Воспоминания. 1848–1870 (Огарева-Тучкова) - страница 169

Ночь эту больной провел беспокойно, поминутно просыпался и просил пить. В четыре часа он стал так тревожен, что не мог более спать, и как-то торжественно сказал мне:

– Ну, доктора – дураки, они чуть не уморили меня этими старыми средствами и диетой. Сегодня я сам себя буду лечить. Я знаю лучше них, что мне полезно, что мне надобно. Чувствую страшный голод, звони скорей и прикажи, чтобы мне подали кофе с молоком и хлебом.

– Еще слишком рано, еще нет и пяти часов, – сказала я.

– Ах, какая ты смешная, – возразил на это весело Александр Иванович, – зачем же ты так рано оделась?

Я ничего на эти слова не возразила. С первого дня болезни я не ложилась спать. Войдя в комнату Наташи, я сказала ей, что больной требует хлеба и прочего, а Шарко строго запретил всё это.

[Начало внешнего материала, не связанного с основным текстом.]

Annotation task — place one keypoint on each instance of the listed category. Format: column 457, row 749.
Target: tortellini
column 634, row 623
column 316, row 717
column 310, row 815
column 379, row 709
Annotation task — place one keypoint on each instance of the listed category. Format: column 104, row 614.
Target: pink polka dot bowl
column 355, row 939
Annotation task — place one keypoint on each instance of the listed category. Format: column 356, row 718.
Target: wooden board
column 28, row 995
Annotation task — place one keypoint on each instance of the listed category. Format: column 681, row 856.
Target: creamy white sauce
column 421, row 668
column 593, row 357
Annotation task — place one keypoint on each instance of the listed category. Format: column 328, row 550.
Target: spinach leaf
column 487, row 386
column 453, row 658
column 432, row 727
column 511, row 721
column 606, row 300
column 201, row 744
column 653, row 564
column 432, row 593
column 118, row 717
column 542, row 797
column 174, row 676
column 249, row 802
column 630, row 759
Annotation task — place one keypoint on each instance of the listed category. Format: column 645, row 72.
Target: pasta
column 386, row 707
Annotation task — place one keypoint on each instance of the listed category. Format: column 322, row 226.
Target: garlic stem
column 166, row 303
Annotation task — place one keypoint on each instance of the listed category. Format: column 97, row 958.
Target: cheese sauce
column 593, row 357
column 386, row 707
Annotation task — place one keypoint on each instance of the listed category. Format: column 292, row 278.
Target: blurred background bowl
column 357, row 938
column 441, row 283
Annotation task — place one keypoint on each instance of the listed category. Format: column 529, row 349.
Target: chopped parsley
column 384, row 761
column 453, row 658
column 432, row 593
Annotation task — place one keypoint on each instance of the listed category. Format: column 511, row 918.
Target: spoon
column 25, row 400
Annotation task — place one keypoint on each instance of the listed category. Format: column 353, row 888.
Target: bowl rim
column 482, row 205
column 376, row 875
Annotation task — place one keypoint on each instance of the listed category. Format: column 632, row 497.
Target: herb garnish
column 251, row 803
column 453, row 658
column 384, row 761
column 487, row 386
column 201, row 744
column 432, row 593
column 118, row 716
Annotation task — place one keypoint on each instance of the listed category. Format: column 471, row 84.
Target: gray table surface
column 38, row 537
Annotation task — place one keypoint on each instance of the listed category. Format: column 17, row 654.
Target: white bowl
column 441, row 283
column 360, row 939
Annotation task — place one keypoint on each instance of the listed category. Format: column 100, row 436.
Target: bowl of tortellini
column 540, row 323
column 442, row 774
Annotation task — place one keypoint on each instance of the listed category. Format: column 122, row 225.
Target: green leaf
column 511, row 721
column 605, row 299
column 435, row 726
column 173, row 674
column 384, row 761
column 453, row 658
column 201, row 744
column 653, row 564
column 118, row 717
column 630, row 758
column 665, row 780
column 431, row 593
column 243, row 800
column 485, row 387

Герцен нетерпеливо позвал нас обеих. Тогда я позвонила и заказалаcafé complet87. Вскоре принесли черный кофе, но хлеба нигде не могли достать, так как было еще слишком рано, а вчерашнего в доме не было. Мы попросили гарсона достать как-нибудь. Больной не верил нам и думал, что мы боимся дать ему без позволения доктора.

Наконец принесли немного молока и крошечный кусочек хлеба. Мы подали Герцену, он выпил немного молока, а хлеба есть не стал, говоря, что хлеб очень дурен.

– Теперь, – сказал он, – дайте мне скорей умыться и одеться. Погрейте рубашку и фуфайку. Я хочу вымыться и переменить белье до приезда Шарко. Мне хочется поразить его.

Больной волновался, и мы уступили ему. Перемена белья его ужасно утомила. Наташа позвала Моно, который постоянно находился в доме как короткий знакомый Мальвиды и Ольги. Моно помог поднять его и надеть фуфайку. Герцен сказал ему несколько приветливых слов.

Когда Шарко приехал, больной встретил его, как и всегда, очень дружески.

– Я пил кофе, – сказал он доктору, – вымылся одеколоном и переменил белье.

Шарко всё одобрил.

– Теперь хочу есть, – продолжал Александр Иванович, – чувствую, что мне это необходимо.

– Едва ли вы в состоянии будете есть рябчика, – заметил доктор.

– Можно жевать и не глотать, – сказала я, боясь, чтобы эти слова не произвели дурного впечатления на больного.

Герцен и доктор согласились. Я побежала в Пале-Рояль за рябчиком и вином: там можно было наверное всё найти. Уходя, я слышала, как Александр Иванович сказал Наташе:

– Бери карандаш и пиши телеграмму.

Вот она:

«Tchorzevsky 20 Route de Carouge.

Grand danger passé. Mécontent des médecins comme partout. Demain lâcherai d'écrire.

Jeudi 20 Janvier 187088.

Когда принесли рябчика, Наташа нарезала его кусочками и кормила отца. Он жевал и выплевывал, но, видимо, уставал. Ольга помогала сестре. Вскоре Герцен попросил всех выйти и дать ему заснуть, но едва все вышли, он позвал всех обратно и говорил, что его бросили одного.